Ok, but when you reach back 3 editions and a company ago, it undermines the argument that this thing is still true.

And if it is, I think they should just excise that material from the core books. Compress 1-12ish down to 1-10 (because everyone likes round numbers) and let the community and 3PP support the high end. or plan to do it as a cool supplement. But if you honestly don't expect players to ever get there, that is a huge amount of wasted material and space that could either reduce costs or make room for more useful information for things like the social and exploration pillars.

I think its inter edition though.

Like how ever edition rewards death as best debuff and focus fire.
. WotC doesn't make that material generally. Paizos stopped doing it.

Must be a reason right? What do you think is the obvious answer?
 


Also, put me down as another who starts planning the end of their campaign when the characters hit 9th, usually petering out by 12th max.

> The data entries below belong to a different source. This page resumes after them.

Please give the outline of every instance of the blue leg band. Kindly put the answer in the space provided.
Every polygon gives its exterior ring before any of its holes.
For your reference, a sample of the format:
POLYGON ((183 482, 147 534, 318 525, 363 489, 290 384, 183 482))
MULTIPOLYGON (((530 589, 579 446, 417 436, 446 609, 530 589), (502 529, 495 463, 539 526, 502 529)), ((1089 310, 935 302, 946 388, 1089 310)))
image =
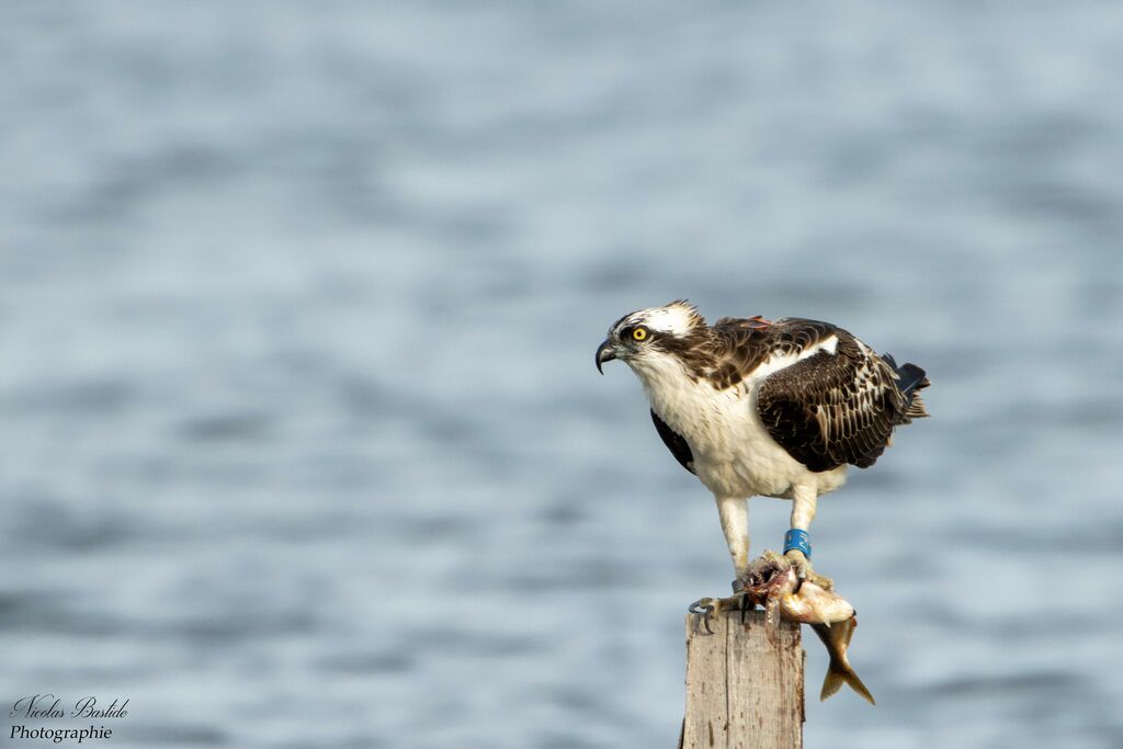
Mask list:
POLYGON ((792 549, 803 551, 803 556, 811 558, 811 541, 807 538, 807 531, 793 528, 784 533, 784 554, 792 549))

The only time I've ever played 5e above Level 11 was here on ENWorld, when we ran a Level 20 playtest to see if we could beat the Vecna statblock as-written. (IIRC, we lost, tried again, and stomped on him, having figured out what we did wrong). I was surprised that I didn't hate it, but it wasn't enough to make me want to play higher IRL.
 

The adventures might say that but theyre also really easy.

Depends on the group.

I haven't run the Candlekeep one.

But I did run Turn of the Fortune's Wheel (through 17th, but, yes, not exactly) and found the encounters way to easy so I had to beef them up quite a bit. That said the adventure was decent and increasing the difficulty while keeping the spirit if the adventure, worked out well.
 

Depends on the group.

I haven't run the Candlekeep one.

But I did run Turn of the Fortune's Wheel (through 17th, but, yes, not exactly) and found the encounters way to easy so I had to beef them up quite a bit. That said the adventure was decent and increasing the difficulty while keeping the spirit if the adventure, worked out well.

The adventures are often run yeah. I just tend to delete a level or 3 off the suggested range.